People hear what’s in their heads, not what you say.
For example, a salesman can say, “This is affordable.” However, it won’t make any difference if the person he’s trying to sell already believes they can’t afford it (and are willing to accept that).
He says, “It’s affordable.”
The customer thinks, “I can’t afford it.”
What happens? The salesman is talking financing, discounts, rates, and even monthly payments. Every move he makes, the customer countermoves: there’s always a reason that he can’t afford it.
Why? Because that’s what is in his head, so that’s what he listens to. He doesn’t listen to the salesman. Even if he could afford it. Even if he wants it. Even if it would be good for him. He can’t bring himself to “pull the trigger.”
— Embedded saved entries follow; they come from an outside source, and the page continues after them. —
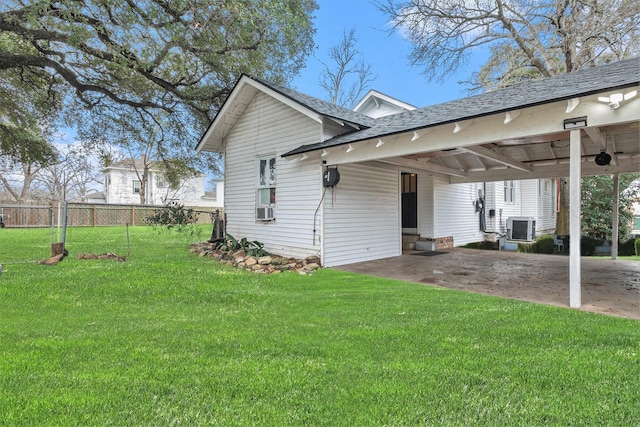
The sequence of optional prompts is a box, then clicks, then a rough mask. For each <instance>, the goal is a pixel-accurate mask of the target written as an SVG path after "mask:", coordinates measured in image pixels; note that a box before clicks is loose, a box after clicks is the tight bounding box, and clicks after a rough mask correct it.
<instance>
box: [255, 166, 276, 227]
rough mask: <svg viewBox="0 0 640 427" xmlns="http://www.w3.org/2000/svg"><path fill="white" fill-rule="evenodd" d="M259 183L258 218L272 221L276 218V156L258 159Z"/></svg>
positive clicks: (257, 189) (257, 201)
mask: <svg viewBox="0 0 640 427" xmlns="http://www.w3.org/2000/svg"><path fill="white" fill-rule="evenodd" d="M257 177H258V183H257V189H256V219H258V220H260V221H270V220H273V219H275V216H274V209H273V208H274V207H275V204H276V157H275V156H271V157H263V158H259V159H258V174H257Z"/></svg>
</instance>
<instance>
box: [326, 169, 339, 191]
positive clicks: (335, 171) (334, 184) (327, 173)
mask: <svg viewBox="0 0 640 427" xmlns="http://www.w3.org/2000/svg"><path fill="white" fill-rule="evenodd" d="M338 182H340V172H338V169H337V168H327V169H326V170H325V171H324V175H322V185H323V186H324V187H335V186H336V185H337V184H338Z"/></svg>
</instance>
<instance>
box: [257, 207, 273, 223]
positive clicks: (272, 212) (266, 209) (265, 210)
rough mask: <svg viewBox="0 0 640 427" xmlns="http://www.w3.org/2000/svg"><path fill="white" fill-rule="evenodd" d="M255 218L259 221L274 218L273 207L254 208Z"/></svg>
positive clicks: (268, 219)
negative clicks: (255, 212) (255, 213)
mask: <svg viewBox="0 0 640 427" xmlns="http://www.w3.org/2000/svg"><path fill="white" fill-rule="evenodd" d="M256 218H257V219H258V220H260V221H271V220H273V219H275V217H274V216H273V208H256Z"/></svg>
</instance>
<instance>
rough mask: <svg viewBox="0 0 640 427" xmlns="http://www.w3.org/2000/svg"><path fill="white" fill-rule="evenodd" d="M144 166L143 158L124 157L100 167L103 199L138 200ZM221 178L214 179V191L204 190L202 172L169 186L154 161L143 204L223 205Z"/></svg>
mask: <svg viewBox="0 0 640 427" xmlns="http://www.w3.org/2000/svg"><path fill="white" fill-rule="evenodd" d="M143 170H144V160H143V159H130V158H129V159H124V160H121V161H119V162H117V163H115V164H113V165H110V166H108V167H106V168H104V170H103V174H104V192H103V193H104V199H105V202H106V203H109V204H127V205H129V204H140V192H141V191H142V187H141V186H142V180H141V179H140V176H141V174H142V171H143ZM223 195H224V181H223V180H222V179H219V180H217V181H216V191H215V192H205V175H204V174H198V175H196V176H194V177H192V178H188V179H183V180H181V181H180V185H179V186H178V187H177V188H172V187H171V186H170V185H169V183H168V182H167V180H166V179H165V178H164V175H163V173H162V169H161V168H160V165H159V164H158V163H156V162H154V163H152V164H151V167H150V169H149V173H148V177H147V182H146V187H145V204H147V205H164V204H166V203H169V202H172V201H175V202H180V203H181V204H183V205H185V206H190V207H222V206H223V205H224V199H223Z"/></svg>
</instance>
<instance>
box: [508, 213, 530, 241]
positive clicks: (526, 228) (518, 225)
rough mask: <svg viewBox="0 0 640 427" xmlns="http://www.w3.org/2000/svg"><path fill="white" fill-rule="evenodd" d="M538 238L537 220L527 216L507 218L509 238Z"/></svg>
mask: <svg viewBox="0 0 640 427" xmlns="http://www.w3.org/2000/svg"><path fill="white" fill-rule="evenodd" d="M535 238H536V221H535V220H534V219H533V218H530V217H525V216H512V217H509V218H507V240H524V241H531V240H535Z"/></svg>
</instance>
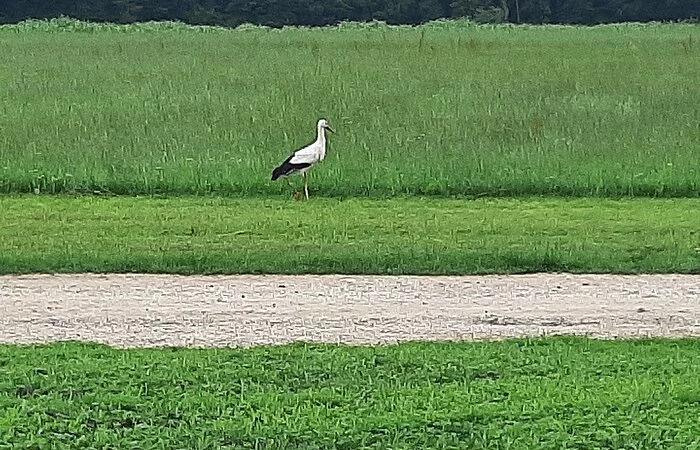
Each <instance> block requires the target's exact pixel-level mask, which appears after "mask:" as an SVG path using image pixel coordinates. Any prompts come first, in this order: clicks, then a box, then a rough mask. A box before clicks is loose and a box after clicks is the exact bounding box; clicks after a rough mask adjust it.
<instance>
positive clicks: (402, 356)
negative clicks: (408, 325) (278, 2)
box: [0, 338, 700, 450]
mask: <svg viewBox="0 0 700 450" xmlns="http://www.w3.org/2000/svg"><path fill="white" fill-rule="evenodd" d="M698 360H700V341H698V340H680V341H665V340H650V341H627V342H625V341H619V342H615V341H595V340H587V339H582V338H549V339H540V340H514V341H504V342H491V343H486V342H482V343H459V344H456V343H412V344H404V345H400V346H393V347H375V348H372V347H344V346H334V345H304V344H296V345H291V346H283V347H263V348H255V349H247V350H242V349H209V350H201V349H200V350H185V349H150V350H145V349H140V350H116V349H111V348H108V347H104V346H96V345H87V344H77V343H67V344H53V345H45V346H36V347H24V346H0V448H3V449H4V448H7V449H9V448H68V447H70V448H122V449H124V448H133V449H144V450H145V449H152V448H162V449H166V448H168V449H172V448H186V449H204V448H211V449H214V448H250V449H253V448H257V449H273V448H279V449H282V448H285V449H290V448H291V449H302V448H303V449H321V448H322V449H329V448H343V449H357V448H395V449H399V448H402V449H403V448H406V449H408V448H445V449H447V448H470V449H472V448H473V449H562V448H578V449H594V448H605V449H623V448H624V449H642V448H644V449H661V448H663V449H667V450H668V449H679V450H681V449H682V450H687V449H697V448H700V420H698V417H700V377H698V376H697V375H698V370H699V369H700V367H699V366H698Z"/></svg>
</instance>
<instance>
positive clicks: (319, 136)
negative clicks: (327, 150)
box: [316, 126, 326, 146]
mask: <svg viewBox="0 0 700 450" xmlns="http://www.w3.org/2000/svg"><path fill="white" fill-rule="evenodd" d="M316 142H320V143H321V145H323V146H325V145H326V130H324V129H323V127H322V126H319V127H318V135H317V136H316Z"/></svg>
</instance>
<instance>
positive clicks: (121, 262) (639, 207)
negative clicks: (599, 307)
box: [0, 196, 700, 274]
mask: <svg viewBox="0 0 700 450" xmlns="http://www.w3.org/2000/svg"><path fill="white" fill-rule="evenodd" d="M0 211H2V215H1V216H0V272H2V273H20V272H151V273H153V272H160V273H289V274H293V273H319V274H320V273H348V274H481V273H519V272H542V271H570V272H610V273H635V272H648V273H654V272H660V273H663V272H667V273H668V272H673V273H700V229H699V228H698V224H700V200H693V199H673V200H669V199H666V200H660V199H657V200H654V199H635V200H605V199H575V200H562V199H537V198H532V199H527V200H522V199H495V200H494V199H480V200H456V199H452V200H447V199H415V198H413V199H411V198H404V199H393V200H366V199H365V200H358V199H351V200H344V201H343V200H334V199H321V198H313V197H312V199H311V200H310V201H302V202H295V201H293V200H292V199H291V198H289V197H285V198H282V199H277V200H272V199H268V200H264V199H259V198H253V199H230V198H196V197H184V198H133V197H116V198H99V197H76V198H71V197H54V196H20V197H0Z"/></svg>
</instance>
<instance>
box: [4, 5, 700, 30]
mask: <svg viewBox="0 0 700 450" xmlns="http://www.w3.org/2000/svg"><path fill="white" fill-rule="evenodd" d="M0 3H2V4H1V5H0V23H17V22H20V21H22V20H26V19H49V18H55V17H60V16H68V17H72V18H75V19H81V20H87V21H94V22H114V23H133V22H145V21H152V20H155V21H163V20H170V21H181V22H185V23H189V24H195V25H220V26H227V27H235V26H238V25H241V24H243V23H252V24H256V25H266V26H271V27H281V26H285V25H304V26H320V25H331V24H335V23H338V22H342V21H357V22H367V21H373V20H379V21H385V22H387V23H390V24H420V23H424V22H427V21H430V20H435V19H439V18H465V17H466V18H470V19H472V20H474V21H476V22H488V23H497V22H513V23H535V24H538V23H559V24H584V25H593V24H600V23H613V22H648V21H678V20H695V21H697V20H698V18H700V0H51V1H46V0H2V1H1V2H0Z"/></svg>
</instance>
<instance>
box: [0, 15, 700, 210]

Why? He hears what’s in his head, not what’s said.
Now that’s a straightforward, simplistic example. It doesn’t mention any persuasive “tricks” that salesmen sometimes try to use, and maybe the guy really can’t afford it. But, we’ve all had enough experience with trying to talk someone into something that they’ve convinced themselves they either can’t have or can’t do. They’re listening to what’s in their heads, not to what you are saying.
Here’s one: a teacher impresses on his students that they need to work ahead on a project in order to score well. But, a student is convinced she can be successful by starting much later. Explain away, Teacher. It does no good. Why? Well, you know.
You know what else? We all do the same thing. I don’t mean procrastinate. We all listen to what’s in our heads and not to what people say.
Take people you already have an opinion about. (Forget, for a minute, whether or not your opinion is justified.) They approach you and start talking. “Here we go,” you think. And, you begin planning your deflection.
See? You’re not listening. You’re thinking about how to respond while the person is talking. No matter what they say, your response is being preplanned: “Oh… well…” The world in your head is the world you hear. It’s really that simple.
One more. You’re reading the Bible. You read the word “we.” And you think, “Me.” You read the word “you.” And you think, “Me.”
Is it really? Could you be misreading that? Could it really all be about you?
See how this can get sticky? It’s true for all of us: people tend to hear what’s in their heads, not what you say.
Now, I suppose the way out of that is to ask questions. If we asked, “Am I hearing you correctly…?” to the person with whom we’re supposed to be conversing, we might become better listeners. If we asked it of the text, we might become better theologians.
But asking is such a pesky, humble, clarifying thing. And, we’re already pretty good at listening to ourselves.
Do we really want to listen to others that badly?